Lloyds Banking Group reports losses of £3.9bn
Lloyds Banking Group has reported losses of £3.9bn in the nine months to 30 September.
This included a loss of £607m in the third quarter of 2011.
The group, which is 41 per cent owned by the Government, includes Institute of Financial Planning sponsors Scottish Widows Investment Partnership and Scottish Widows as well as Halifax Bank of Scotland.
It said the cause of the loss was the £3.2bn spent covering PPI claims earlier this year as well as a subdued UK economic environment.
The results compare with a £2bn profit at the same time last year. The firm said its medium-term targets were unlikely to be met until 2014 if weaker economic conditions persisted.

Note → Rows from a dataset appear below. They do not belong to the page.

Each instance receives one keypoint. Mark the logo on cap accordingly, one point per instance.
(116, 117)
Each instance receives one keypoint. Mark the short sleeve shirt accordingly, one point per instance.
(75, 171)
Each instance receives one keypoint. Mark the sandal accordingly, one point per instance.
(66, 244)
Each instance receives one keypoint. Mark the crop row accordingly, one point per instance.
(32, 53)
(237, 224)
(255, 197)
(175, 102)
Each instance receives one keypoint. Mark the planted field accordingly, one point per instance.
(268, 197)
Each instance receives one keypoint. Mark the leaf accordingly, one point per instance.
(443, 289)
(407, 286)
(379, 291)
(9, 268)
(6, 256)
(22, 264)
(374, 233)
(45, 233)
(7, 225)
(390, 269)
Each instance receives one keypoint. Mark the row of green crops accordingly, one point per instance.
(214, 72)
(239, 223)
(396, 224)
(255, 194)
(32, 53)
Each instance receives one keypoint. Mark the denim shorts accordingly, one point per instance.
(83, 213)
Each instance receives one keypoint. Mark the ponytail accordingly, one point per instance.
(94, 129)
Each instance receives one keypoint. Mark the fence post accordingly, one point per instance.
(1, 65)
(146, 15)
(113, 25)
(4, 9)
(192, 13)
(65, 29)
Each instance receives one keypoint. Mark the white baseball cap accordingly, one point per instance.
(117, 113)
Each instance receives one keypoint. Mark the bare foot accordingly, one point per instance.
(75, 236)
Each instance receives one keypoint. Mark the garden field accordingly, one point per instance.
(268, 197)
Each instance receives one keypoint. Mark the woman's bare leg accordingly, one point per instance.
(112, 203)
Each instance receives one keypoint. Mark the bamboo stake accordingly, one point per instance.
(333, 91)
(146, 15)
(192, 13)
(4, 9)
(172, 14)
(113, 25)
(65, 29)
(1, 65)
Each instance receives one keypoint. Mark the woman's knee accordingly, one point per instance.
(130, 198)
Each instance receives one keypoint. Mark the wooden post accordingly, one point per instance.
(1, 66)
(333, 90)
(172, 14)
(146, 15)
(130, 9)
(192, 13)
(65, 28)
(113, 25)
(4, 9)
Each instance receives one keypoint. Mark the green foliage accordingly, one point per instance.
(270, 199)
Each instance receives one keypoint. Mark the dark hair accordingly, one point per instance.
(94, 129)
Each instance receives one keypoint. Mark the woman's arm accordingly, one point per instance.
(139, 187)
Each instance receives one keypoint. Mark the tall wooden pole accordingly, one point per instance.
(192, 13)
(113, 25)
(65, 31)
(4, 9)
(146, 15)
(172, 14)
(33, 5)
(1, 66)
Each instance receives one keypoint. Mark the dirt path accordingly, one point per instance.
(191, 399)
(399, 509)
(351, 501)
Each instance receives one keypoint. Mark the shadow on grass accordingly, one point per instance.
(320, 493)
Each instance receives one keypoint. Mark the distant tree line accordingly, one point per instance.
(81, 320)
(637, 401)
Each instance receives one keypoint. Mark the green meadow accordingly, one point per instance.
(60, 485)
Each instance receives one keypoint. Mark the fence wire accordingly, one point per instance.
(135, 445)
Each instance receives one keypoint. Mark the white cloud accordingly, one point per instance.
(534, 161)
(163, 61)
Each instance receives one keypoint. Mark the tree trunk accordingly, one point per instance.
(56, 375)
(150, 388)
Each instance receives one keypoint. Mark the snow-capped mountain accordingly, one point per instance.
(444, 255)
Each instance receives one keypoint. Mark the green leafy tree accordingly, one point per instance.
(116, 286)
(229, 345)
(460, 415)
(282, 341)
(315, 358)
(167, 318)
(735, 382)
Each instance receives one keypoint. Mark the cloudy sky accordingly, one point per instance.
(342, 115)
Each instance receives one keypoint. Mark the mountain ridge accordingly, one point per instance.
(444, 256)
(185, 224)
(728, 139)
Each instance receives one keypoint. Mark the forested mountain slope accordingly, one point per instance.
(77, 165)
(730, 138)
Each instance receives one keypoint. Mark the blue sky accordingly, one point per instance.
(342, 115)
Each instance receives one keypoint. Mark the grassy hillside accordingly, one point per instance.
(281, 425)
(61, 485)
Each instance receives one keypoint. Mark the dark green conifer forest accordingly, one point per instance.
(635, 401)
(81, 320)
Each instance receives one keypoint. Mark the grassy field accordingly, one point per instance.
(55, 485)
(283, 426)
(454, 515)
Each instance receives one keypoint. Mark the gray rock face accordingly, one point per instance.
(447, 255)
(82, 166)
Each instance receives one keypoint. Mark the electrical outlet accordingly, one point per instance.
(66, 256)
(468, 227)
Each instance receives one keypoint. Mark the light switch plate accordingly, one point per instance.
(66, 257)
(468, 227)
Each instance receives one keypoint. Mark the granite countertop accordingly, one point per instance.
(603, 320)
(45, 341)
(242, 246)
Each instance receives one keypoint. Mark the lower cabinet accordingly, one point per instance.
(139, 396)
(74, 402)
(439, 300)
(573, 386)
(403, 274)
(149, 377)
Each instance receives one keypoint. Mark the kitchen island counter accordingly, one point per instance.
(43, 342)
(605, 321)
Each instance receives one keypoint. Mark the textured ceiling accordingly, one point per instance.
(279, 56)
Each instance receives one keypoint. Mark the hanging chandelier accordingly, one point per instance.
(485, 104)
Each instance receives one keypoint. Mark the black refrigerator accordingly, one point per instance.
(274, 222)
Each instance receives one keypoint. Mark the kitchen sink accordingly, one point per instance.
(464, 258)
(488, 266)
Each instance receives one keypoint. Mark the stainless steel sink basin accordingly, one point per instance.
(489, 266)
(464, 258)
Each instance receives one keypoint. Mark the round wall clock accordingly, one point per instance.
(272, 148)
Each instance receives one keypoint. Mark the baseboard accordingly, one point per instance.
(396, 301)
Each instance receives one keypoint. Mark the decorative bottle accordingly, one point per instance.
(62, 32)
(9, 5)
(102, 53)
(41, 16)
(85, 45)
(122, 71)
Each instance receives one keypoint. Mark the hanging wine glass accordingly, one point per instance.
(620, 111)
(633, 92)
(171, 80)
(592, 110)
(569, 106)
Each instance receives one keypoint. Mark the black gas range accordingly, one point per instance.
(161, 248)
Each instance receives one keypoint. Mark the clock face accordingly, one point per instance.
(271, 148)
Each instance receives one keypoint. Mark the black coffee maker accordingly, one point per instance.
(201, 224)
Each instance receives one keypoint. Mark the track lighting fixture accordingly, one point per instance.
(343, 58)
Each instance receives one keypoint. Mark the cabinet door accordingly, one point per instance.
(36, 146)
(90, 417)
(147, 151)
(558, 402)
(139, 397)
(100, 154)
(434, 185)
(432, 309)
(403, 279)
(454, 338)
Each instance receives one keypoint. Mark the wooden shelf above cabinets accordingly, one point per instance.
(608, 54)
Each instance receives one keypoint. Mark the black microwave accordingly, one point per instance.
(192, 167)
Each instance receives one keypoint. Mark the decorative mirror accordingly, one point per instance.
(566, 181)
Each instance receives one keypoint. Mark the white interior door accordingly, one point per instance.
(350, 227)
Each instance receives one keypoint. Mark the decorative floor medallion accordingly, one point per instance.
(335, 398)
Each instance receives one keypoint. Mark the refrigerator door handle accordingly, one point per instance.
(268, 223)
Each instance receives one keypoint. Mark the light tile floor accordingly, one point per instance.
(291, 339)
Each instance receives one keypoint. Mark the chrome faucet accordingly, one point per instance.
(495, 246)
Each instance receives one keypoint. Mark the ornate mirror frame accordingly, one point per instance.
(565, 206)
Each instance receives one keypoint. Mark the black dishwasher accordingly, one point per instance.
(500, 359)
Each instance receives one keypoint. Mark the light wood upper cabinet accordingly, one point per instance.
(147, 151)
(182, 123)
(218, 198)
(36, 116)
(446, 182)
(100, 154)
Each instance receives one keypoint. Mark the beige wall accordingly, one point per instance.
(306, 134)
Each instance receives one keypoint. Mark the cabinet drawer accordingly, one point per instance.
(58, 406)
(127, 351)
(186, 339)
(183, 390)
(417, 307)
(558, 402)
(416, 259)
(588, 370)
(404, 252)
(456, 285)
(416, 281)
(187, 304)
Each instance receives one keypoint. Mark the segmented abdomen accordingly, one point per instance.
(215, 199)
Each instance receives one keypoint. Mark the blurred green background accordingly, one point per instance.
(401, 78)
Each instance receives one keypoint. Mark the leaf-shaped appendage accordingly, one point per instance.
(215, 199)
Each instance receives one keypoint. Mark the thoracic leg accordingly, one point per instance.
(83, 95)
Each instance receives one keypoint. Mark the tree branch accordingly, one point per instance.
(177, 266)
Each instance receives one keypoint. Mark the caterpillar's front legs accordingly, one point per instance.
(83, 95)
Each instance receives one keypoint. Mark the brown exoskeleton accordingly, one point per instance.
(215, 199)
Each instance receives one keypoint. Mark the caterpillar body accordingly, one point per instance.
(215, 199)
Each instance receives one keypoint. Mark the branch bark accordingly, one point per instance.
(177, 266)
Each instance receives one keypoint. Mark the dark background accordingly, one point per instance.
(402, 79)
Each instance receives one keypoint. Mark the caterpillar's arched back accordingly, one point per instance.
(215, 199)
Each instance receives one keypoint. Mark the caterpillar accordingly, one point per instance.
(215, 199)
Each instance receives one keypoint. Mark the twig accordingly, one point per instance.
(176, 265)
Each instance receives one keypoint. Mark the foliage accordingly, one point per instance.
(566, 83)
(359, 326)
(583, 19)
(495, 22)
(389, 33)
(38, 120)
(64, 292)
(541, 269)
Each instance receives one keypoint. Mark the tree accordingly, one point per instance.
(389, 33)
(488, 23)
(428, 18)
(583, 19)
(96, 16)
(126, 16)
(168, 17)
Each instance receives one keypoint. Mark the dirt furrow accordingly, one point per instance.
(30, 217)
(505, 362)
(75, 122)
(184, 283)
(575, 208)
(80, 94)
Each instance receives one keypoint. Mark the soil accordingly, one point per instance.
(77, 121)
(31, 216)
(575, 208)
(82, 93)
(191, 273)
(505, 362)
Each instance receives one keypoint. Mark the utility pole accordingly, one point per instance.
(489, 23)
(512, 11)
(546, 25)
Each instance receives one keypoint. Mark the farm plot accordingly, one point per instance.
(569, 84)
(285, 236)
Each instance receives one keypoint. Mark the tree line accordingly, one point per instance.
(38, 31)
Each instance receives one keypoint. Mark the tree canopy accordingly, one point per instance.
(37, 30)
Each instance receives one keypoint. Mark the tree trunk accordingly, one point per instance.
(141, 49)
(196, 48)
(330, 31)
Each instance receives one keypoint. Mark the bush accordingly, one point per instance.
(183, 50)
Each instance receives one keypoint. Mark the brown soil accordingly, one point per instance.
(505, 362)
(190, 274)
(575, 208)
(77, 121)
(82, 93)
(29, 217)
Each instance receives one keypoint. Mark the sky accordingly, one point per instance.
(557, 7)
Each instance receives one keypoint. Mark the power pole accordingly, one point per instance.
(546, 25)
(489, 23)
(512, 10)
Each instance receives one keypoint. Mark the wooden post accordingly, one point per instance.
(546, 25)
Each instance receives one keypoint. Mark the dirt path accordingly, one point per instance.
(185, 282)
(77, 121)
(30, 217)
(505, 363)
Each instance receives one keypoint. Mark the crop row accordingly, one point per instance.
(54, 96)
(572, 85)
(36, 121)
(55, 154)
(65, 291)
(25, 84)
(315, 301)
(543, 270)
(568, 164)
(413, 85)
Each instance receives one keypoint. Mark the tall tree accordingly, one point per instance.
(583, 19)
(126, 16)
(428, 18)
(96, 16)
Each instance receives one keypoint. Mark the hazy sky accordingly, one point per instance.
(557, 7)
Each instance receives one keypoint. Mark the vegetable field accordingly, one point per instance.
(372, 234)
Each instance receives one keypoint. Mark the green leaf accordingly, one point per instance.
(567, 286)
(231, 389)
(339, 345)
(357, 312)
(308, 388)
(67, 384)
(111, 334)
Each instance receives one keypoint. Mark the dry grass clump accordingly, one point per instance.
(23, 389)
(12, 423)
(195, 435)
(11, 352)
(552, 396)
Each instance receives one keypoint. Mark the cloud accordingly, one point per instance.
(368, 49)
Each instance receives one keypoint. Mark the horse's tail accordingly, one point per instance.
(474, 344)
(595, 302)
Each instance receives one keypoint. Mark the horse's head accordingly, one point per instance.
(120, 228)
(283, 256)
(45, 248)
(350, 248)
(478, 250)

It said it had expected there to be an interest rate rise by the end of this year but that this was now unlikely to be until next year. This makes it difficult for the Group to make a profit on its savings accounts.
Tim Tookey, interim group chief executive and group finance director, said: “Although the UK economic environment has weakened in the third quarter, the flexibility in our strategic plan has allowed us to further improve our customer propositions, continue the reduction in our risk profile, strengthen our balance sheet and reduce costs.
“Over time, we believe our strategy will realise the full potential of our organisation for customers and for shareholders.”
Group chief executive Antonio Horta-Osorio is temporarily absent from the firm due to ill-health but is expected to return in December while Mr Tookey will be leaving the Group in February to join insurer Resolution.